06/26/2010 05:12 am ET Updated May 25, 2011

Obama's Democratic Offensive

Harvard Law Review Editor Barack Obama has morphed into Chicago community organizer and politician Barack Obama. And not a minute too soon.

The change took place in the last two months of the fight to pass health care when the President, spurred on by House Speaker Nancy Pelosi, decided he had tried long enough to reach an agreement with Republicans.

Obama, Pelosi, Senate leader Harry Reid and other Democrats were frustrated that the health bill, a Democratic goal going back to Franklin Roosevelt, seemed to be heading towards defeat because of Republican unwillingness to compromise.

No doubt, Republicans were winning the framing message. Voters had once supported the bill but now a majority was opposed. Obama and the Democratic leadership stood both to lose their long-desired goal and look incompetent and weak in the process--unable to gain victory even while in possession of the Presidency and both houses of Congress.

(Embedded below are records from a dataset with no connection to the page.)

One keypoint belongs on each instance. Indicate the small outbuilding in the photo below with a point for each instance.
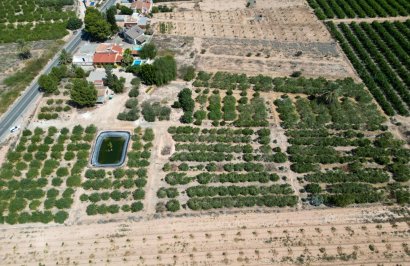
(134, 35)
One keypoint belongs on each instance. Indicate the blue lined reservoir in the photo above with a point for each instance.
(110, 149)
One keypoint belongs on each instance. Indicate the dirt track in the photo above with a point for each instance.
(328, 237)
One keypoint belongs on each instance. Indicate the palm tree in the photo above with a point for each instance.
(23, 49)
(65, 58)
(331, 95)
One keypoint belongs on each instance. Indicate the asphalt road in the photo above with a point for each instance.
(32, 93)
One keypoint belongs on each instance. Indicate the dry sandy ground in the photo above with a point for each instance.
(326, 237)
(274, 37)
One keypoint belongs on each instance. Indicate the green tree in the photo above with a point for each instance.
(48, 83)
(23, 49)
(95, 25)
(165, 70)
(185, 100)
(137, 206)
(113, 82)
(74, 23)
(173, 205)
(60, 217)
(111, 12)
(187, 73)
(127, 58)
(148, 51)
(65, 58)
(83, 93)
(147, 74)
(148, 112)
(126, 10)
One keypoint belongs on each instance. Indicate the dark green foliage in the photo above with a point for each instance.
(137, 206)
(74, 181)
(126, 10)
(173, 205)
(162, 71)
(401, 172)
(60, 217)
(96, 25)
(240, 202)
(151, 111)
(148, 51)
(138, 194)
(113, 82)
(74, 23)
(187, 73)
(83, 93)
(110, 15)
(48, 83)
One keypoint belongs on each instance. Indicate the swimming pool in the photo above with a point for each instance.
(137, 62)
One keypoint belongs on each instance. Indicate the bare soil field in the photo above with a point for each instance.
(326, 237)
(274, 37)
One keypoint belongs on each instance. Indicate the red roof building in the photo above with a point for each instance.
(108, 53)
(143, 5)
(107, 58)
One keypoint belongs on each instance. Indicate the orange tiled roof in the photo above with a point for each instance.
(103, 58)
(108, 48)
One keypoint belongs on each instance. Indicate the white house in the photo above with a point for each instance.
(134, 35)
(84, 55)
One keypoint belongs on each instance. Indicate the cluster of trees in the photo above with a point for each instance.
(34, 217)
(107, 183)
(220, 147)
(212, 131)
(214, 108)
(83, 93)
(161, 9)
(222, 191)
(261, 177)
(187, 104)
(148, 51)
(201, 156)
(366, 175)
(74, 23)
(385, 66)
(253, 114)
(351, 9)
(167, 193)
(229, 107)
(162, 71)
(132, 111)
(36, 20)
(212, 138)
(96, 25)
(241, 202)
(49, 82)
(113, 82)
(152, 111)
(375, 79)
(222, 80)
(187, 73)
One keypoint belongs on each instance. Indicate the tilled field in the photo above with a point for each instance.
(326, 237)
(276, 39)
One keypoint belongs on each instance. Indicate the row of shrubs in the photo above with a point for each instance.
(207, 203)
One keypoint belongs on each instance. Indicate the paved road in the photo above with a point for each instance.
(32, 93)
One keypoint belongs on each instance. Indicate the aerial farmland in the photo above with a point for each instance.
(205, 132)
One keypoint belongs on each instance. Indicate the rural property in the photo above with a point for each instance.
(205, 132)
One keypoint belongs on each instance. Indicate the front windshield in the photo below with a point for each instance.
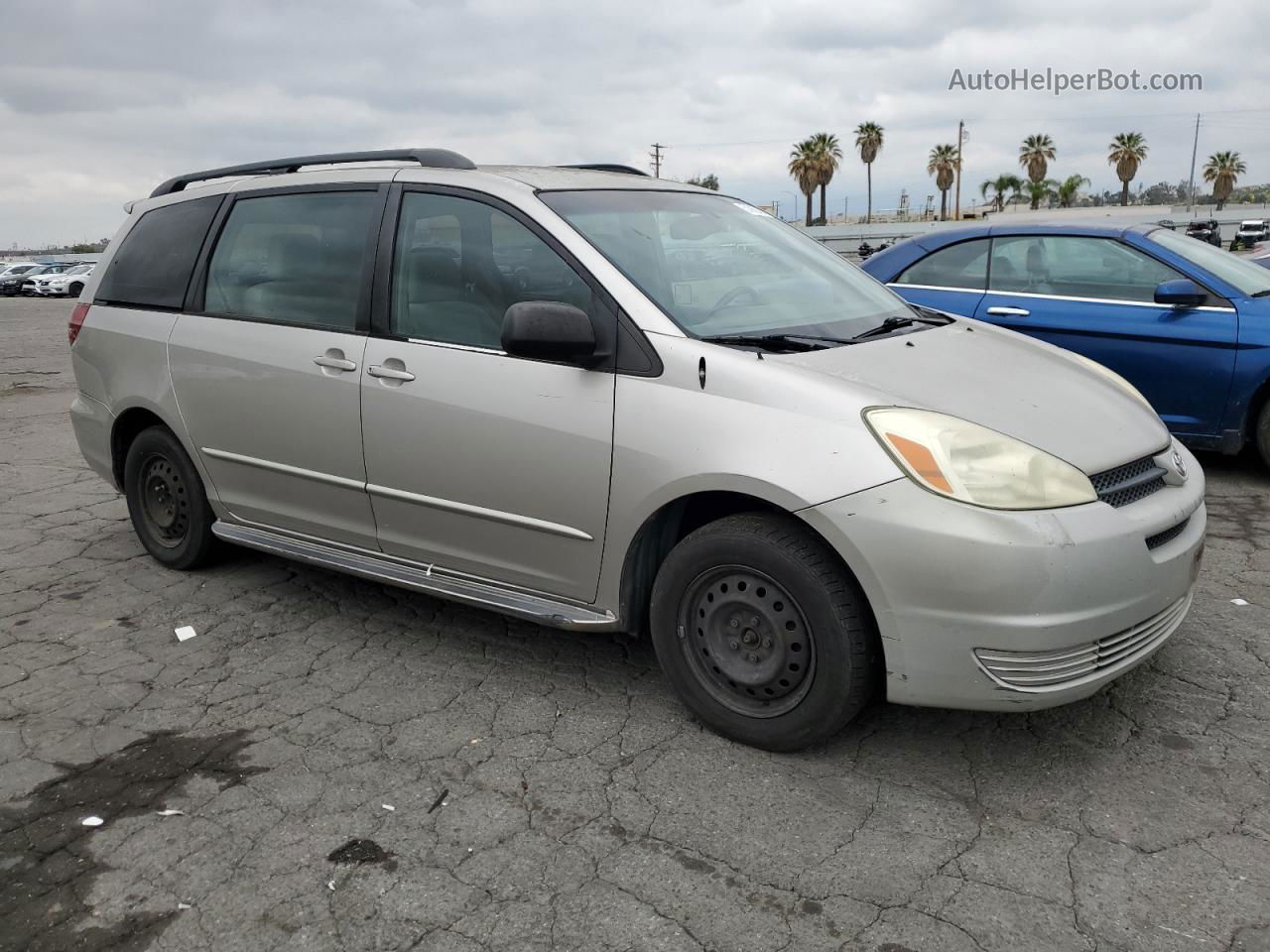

Obama and the Democrats had lost the health care message battle for months, barely answering absurd Republican charges of death, panels, health care for illegal aliens and similar charges.

But President Obama seems to have learned his lesson.

A financial regulation bill is now in the Senate and Republican Leader Mitch McConnell attacked quickly, charging the bill would continue big bank bailouts. All 41 Republican senators stated their opposition to the bill.

Obama didn't wait months this time. A few days after McConnell's charge, he counter attacked. He noted that McConnell made his statement right after meeting with Wall Street executives. Obama was tough. He was also funny, mocking the dour faced McConnell. Obama tackled banking executives directly at a speech in New York.

Compromise is fine, but Democrats know that the public is on their side. They will take full advantage and will not make the mistakes they made during the health care debate.
Republicans, conversely, have already started a retreat and are now talking about bi partisan legislation.

We can expect the Democratic Party, with Obama in the lead, to be aggressive for the rest of the year. The party will compromise with Republicans when it's to their advantage but will attempt to tag Republicans as obstructionists when opposed.

Republicans now seem as if they will win many Congressional seats in November--but they will have to fight hard for them. They will be less successful than now appears the case.

The Democratic theme is likely to be: Look what we've done for you lately and we're going to do more in the future.

It's going to be an interesting election.